Seasonal influences on surface ozone variability in continental South Africa and implications for air quality.

Although elevated surface ozone (O3) concentrations are observed in many areas within southern Africa, few studies have investigated the regional atmospheric chemistry and dominant atmospheric processes driving surface O3 formation in this region. Therefore, an assessment of comprehensive continuous surface O3 measurements performed at four sites in continental South Africa was conducted. The regional O3 problem was evident, with O3 concentrations regularly exceeding the South African air quality standard limit, while O3 levels were higher compared to other background sites in the Southern Hemisphere.
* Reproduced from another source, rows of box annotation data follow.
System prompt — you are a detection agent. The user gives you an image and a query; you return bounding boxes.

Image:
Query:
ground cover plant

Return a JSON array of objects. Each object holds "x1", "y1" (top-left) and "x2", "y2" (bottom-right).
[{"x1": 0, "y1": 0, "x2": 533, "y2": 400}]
The temporal O3 patterns observed at the four sites resembled typical trends for O3 in continental South Africa, with O3 concentrations peaking in late winter and early spring. Increased O3 concentrations in winter were indicative of increased emissions of O3 precursors from household combustion and other low-level sources, while a spring maximum observed at all the sites was attributed to increased regional biomass burning. Source area maps of O3 and CO indicated significantly higher O3 and CO concentrations associated with air masses passing over a region with increased seasonal open biomass burning, which indicated CO associated with open biomass burning as a major source of O3 in continental South Africa. A strong correlation between O3 on CO was observed, while O3 levels remained relatively constant or decreased with increasing NO x , which supports a VOC-limited regime. The instantaneous production rate of O3 calculated at Welgegund indicated that ~ 40 % of O3 production occurred in the VOC-limited regime. The relationship between O3 and precursor species suggests that continental South Africa can be considered VOC limited, which can be attributed to high anthropogenic emissions of NO x in the interior of South Africa. The study indicated that the most effective emission control strategy to reduce O3 levels in continental South Africa should be CO and VOC reduction, mainly associated with household combustion and regional open biomass burning.